Monitor containerd Health with the Built-In Health Check API (2026)

The most surprising thing about containerd’s health check API is that it doesn’t actually do the checking itself; it’s a declarative contract for other systems to use.

Let’s see it in action. Imagine you’ve got a simple web service running in a container. We’ll define its health check in the container’s runtime configuration.

version: "2.0"

plugins:
  - name: io.containerd.grpc.v1.cri
    module: io.containerd.grpc.v1
    config: {}

containers:
  - id: my-web-app
    image: docker.io/library/nginx:latest
    labels:
      io.containerd.grpc.v1.cri.image-name: docker.io/library/nginx:latest
    # Here's the health check definition
    linux:
      resources: {}
    # This is the crucial part for health checks
    # We're telling containerd that for the 'my-web-app' container,
    # a 'liveness' probe should be executed by running `wget -qO- http://localhost:80/`
    # inside the container. It's considered healthy if the exit code is 0.
    # A 'readiness' probe, which determines if a container is ready to serve traffic,
    # is also defined, using the same command.
    # The 'interval' is how often to run the check, 'timeout' is how long to wait,
    # 'retries' is how many times to try before marking as unhealthy, and
    # 'startPeriod' is a grace period after container start before checks begin.
    # In this example, 'startPeriod' is 10 seconds.
    cri:
      # This is the Kubernetes-style configuration that containerd's CRI plugin understands.
      # The 'livenessProbe' and 'readinessProbe' are standard Kubernetes terms.
      # 'exec' specifies that the probe should be an exec command.
      # 'command' lists the arguments for the command.
      # 'failureThreshold' and 'successThreshold' are also standard Kubernetes probe terms.
      # 'initialDelaySeconds' is equivalent to 'startPeriod' in the containerd config.
      # The 'periodSeconds' is equivalent to 'interval'.
      # 'timeoutSeconds' is equivalent to 'timeout'.
      livenessProbe:
        exec:
          command: ["wget", "-qO-", "http://localhost:80/"]
        initialDelaySeconds: 10
        periodSeconds: 5
        timeoutSeconds: 1
        failureThreshold: 3
      readinessProbe:
        exec:
          command: ["wget", "-qO-", "http://localhost:80/"]
        initialDelaySeconds: 5
        periodSeconds: 5
        timeoutSeconds: 1
        failureThreshold: 3

When you create a container with these livenessProbe and readinessProbe configurations, containerd doesn’t magically know how to check http://localhost:80/. Instead, it registers these specifications.

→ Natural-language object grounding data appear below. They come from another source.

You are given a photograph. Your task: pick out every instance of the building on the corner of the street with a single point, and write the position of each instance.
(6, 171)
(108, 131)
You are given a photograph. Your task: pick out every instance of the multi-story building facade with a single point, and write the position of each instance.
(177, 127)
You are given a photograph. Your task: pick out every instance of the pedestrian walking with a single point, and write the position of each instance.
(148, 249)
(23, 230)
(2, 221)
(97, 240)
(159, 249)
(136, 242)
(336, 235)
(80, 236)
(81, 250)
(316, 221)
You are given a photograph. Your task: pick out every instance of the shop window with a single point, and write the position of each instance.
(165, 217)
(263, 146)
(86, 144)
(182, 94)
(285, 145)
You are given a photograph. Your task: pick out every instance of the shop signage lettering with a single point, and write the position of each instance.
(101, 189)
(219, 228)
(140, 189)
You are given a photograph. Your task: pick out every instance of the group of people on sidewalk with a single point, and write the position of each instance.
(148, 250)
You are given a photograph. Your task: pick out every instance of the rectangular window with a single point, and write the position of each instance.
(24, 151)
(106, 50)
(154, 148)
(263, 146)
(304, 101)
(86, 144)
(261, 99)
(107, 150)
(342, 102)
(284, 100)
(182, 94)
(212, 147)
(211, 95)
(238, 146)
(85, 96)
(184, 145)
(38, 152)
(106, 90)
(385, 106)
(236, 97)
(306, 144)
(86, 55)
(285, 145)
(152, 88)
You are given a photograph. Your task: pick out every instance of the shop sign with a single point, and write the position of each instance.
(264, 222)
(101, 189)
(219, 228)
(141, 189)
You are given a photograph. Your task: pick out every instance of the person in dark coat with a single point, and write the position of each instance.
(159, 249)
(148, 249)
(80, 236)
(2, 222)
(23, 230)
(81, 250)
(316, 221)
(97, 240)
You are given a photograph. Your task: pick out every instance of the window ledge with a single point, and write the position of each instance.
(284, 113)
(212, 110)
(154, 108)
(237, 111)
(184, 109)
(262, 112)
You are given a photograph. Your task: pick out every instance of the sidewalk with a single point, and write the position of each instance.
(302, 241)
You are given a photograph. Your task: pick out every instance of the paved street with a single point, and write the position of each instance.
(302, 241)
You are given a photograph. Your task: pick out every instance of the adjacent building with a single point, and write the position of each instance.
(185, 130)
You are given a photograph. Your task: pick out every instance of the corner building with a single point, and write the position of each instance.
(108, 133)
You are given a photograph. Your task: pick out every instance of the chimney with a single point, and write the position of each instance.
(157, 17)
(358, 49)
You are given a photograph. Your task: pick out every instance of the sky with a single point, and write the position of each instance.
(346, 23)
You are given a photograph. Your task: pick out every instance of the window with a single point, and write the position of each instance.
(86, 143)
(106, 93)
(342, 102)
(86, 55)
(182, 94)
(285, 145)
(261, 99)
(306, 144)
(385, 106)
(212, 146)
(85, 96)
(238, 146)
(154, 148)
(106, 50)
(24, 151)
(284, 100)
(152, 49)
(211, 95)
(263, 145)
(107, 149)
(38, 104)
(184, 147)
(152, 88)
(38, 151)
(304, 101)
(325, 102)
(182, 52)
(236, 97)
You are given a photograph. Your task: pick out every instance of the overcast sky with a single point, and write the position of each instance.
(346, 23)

When a container runtime interface (CRI) implementation like Kubernetes or a custom one using containerd’s API polls containerd for container status, it can then use these declared probes. The CRI implementation will execute the specified command (wget -qO- http://localhost:80/ in this case) inside the container at the defined intervals. If the command exits with a non-zero status code, the probe fails.

This separation of concerns is key. containerd acts as the orchestrator and reporter of health status, not the executor of arbitrary health checks. It provides the framework for defining what constitutes health and how often to check, but the actual execution is delegated to the CRI interface or any system interacting with containerd’s health check API. The io.containerd.grpc.v1.cri plugin, for instance, translates these probe definitions into actions performed by the container runtime when queried.

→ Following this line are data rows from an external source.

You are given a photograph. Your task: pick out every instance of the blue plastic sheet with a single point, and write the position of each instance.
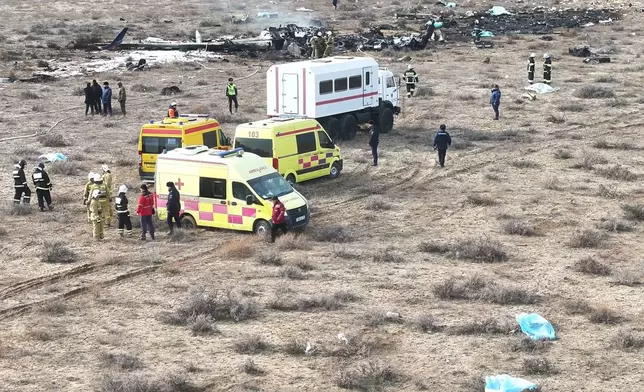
(505, 383)
(535, 326)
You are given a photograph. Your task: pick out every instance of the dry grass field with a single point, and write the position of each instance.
(538, 212)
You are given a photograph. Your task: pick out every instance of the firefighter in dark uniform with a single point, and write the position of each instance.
(20, 183)
(43, 187)
(547, 69)
(122, 213)
(411, 78)
(531, 67)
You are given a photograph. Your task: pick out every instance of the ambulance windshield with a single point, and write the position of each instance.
(270, 185)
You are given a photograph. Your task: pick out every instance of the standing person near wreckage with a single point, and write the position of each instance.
(547, 69)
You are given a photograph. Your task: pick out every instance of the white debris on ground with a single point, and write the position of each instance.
(79, 68)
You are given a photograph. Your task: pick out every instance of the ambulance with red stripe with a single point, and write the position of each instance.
(226, 190)
(298, 148)
(170, 133)
(339, 92)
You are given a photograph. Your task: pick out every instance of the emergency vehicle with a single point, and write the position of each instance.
(226, 190)
(299, 149)
(340, 92)
(170, 133)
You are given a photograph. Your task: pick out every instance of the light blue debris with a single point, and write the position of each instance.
(53, 157)
(505, 383)
(498, 10)
(535, 326)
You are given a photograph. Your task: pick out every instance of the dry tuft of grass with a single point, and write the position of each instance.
(251, 344)
(57, 252)
(481, 200)
(591, 266)
(538, 366)
(588, 238)
(368, 376)
(518, 227)
(594, 92)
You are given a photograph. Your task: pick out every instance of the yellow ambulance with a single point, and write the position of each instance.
(299, 149)
(171, 133)
(226, 189)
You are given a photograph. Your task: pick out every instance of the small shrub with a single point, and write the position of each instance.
(250, 345)
(517, 227)
(588, 238)
(604, 315)
(538, 366)
(627, 340)
(52, 140)
(591, 266)
(481, 250)
(270, 258)
(57, 252)
(481, 200)
(633, 212)
(594, 92)
(368, 376)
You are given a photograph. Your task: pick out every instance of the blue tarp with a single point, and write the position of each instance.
(505, 383)
(535, 326)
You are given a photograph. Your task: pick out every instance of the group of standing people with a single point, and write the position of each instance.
(98, 100)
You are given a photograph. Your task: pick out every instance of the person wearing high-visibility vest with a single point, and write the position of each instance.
(231, 93)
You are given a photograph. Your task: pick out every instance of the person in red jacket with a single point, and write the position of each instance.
(145, 210)
(279, 218)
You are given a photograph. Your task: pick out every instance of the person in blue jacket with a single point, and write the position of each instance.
(495, 100)
(107, 99)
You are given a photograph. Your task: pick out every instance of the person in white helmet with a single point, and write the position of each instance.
(531, 68)
(96, 211)
(86, 194)
(122, 213)
(547, 69)
(411, 78)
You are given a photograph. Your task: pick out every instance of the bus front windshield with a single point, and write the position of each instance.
(270, 185)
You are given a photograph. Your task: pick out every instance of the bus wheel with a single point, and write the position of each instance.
(262, 228)
(188, 222)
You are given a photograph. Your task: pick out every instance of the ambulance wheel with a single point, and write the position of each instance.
(335, 170)
(262, 227)
(386, 120)
(349, 127)
(188, 222)
(333, 128)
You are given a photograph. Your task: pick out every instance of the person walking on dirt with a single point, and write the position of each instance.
(279, 218)
(107, 99)
(98, 96)
(122, 213)
(173, 206)
(374, 139)
(231, 93)
(122, 97)
(89, 99)
(96, 213)
(43, 187)
(23, 193)
(495, 100)
(145, 210)
(442, 141)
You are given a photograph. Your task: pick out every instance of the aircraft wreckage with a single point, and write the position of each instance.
(294, 39)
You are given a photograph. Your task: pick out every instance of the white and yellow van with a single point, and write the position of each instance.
(299, 149)
(226, 189)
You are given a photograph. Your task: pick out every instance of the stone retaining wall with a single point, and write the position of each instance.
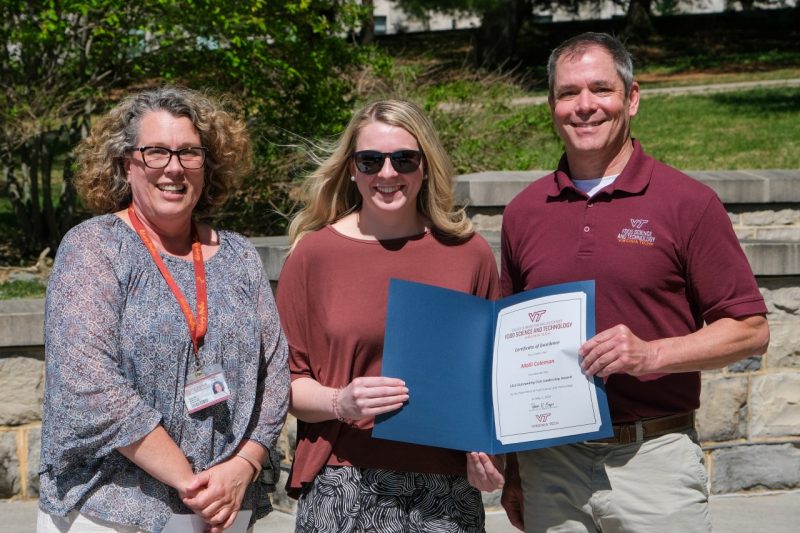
(749, 421)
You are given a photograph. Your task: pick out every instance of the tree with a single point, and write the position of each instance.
(283, 63)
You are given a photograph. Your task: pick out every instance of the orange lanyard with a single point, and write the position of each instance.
(198, 327)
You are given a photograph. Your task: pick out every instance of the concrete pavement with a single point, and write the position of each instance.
(776, 512)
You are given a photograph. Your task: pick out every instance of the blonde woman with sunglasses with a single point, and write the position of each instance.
(379, 207)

The livenessProbe tells the system if the container is still alive and functioning. If it fails repeatedly, the container is considered unhealthy and typically restarted. The readinessProbe tells the system if the container is ready to accept traffic. If it fails, the container is removed from service endpoints, even if it’s still running. This distinction is vital for managing application availability during deployments or scaling events.

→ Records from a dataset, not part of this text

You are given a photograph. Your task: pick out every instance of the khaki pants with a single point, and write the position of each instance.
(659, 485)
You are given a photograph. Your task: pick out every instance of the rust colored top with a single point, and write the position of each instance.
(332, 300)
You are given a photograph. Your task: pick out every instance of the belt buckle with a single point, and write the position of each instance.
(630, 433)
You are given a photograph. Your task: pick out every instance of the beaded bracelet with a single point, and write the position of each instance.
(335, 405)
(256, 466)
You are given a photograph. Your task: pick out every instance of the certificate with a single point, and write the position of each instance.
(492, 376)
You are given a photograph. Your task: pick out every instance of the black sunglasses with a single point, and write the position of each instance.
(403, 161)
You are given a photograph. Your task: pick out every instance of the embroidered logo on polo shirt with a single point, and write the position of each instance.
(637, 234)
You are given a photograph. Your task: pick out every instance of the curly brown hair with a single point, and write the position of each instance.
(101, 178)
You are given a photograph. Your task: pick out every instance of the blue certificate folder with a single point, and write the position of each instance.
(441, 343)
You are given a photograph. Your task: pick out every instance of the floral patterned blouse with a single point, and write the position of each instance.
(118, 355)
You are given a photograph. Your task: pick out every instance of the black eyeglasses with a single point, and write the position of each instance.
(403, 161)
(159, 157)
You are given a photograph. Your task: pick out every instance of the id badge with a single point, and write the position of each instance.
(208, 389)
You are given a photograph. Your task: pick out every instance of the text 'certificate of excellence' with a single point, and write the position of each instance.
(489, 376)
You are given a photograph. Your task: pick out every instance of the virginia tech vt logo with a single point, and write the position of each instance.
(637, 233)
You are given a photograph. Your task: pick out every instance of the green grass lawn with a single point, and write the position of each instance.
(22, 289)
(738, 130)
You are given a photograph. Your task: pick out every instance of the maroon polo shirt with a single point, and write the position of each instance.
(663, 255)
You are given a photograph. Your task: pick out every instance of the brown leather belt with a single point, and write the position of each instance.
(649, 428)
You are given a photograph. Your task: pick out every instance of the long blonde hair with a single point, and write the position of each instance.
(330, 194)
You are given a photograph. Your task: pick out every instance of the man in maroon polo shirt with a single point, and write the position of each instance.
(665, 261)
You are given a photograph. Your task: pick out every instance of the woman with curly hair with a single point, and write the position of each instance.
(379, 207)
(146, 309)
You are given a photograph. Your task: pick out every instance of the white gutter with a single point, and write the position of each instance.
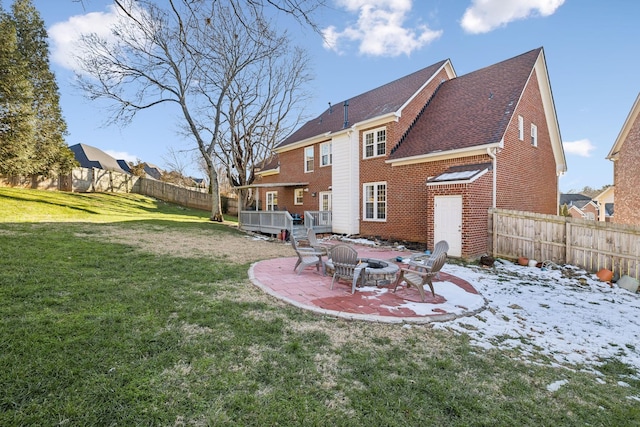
(491, 152)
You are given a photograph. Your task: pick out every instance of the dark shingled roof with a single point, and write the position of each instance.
(470, 110)
(377, 102)
(92, 157)
(571, 198)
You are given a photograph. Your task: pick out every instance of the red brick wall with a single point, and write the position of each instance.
(526, 179)
(292, 170)
(526, 175)
(626, 178)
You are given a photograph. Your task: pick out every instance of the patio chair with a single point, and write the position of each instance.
(346, 265)
(314, 243)
(425, 262)
(307, 257)
(419, 277)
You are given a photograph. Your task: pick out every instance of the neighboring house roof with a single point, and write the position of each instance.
(570, 199)
(580, 204)
(386, 99)
(152, 170)
(626, 128)
(124, 165)
(92, 157)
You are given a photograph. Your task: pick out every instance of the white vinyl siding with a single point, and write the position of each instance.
(325, 154)
(345, 176)
(534, 135)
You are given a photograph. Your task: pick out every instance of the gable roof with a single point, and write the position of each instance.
(571, 198)
(626, 128)
(92, 157)
(386, 99)
(471, 110)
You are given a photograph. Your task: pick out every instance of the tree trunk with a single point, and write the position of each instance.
(216, 209)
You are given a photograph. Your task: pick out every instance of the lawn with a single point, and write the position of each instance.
(123, 310)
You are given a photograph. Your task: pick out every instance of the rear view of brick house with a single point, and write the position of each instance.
(424, 157)
(625, 155)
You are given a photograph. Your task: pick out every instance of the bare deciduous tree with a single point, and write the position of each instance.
(201, 56)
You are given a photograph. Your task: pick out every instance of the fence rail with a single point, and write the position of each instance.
(589, 244)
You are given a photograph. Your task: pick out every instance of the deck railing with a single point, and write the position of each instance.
(273, 222)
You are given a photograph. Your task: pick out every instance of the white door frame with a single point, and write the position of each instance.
(447, 222)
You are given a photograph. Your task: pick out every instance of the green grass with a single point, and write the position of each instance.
(100, 332)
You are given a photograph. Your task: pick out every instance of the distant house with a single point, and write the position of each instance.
(625, 155)
(605, 200)
(92, 157)
(423, 158)
(153, 171)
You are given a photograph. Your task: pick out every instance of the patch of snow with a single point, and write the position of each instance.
(555, 386)
(561, 312)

The most common misconception is that containerd itself is running curl or wget commands. It’s not. It’s merely storing the intent that these commands should be run, and a higher-level system (like Kubernetes’ kubelet) is responsible for the actual execution, observing the results, and taking action based on the probe outcomes.

The next problem you’ll likely encounter is understanding how these health checks integrate with your service discovery and load balancing mechanisms.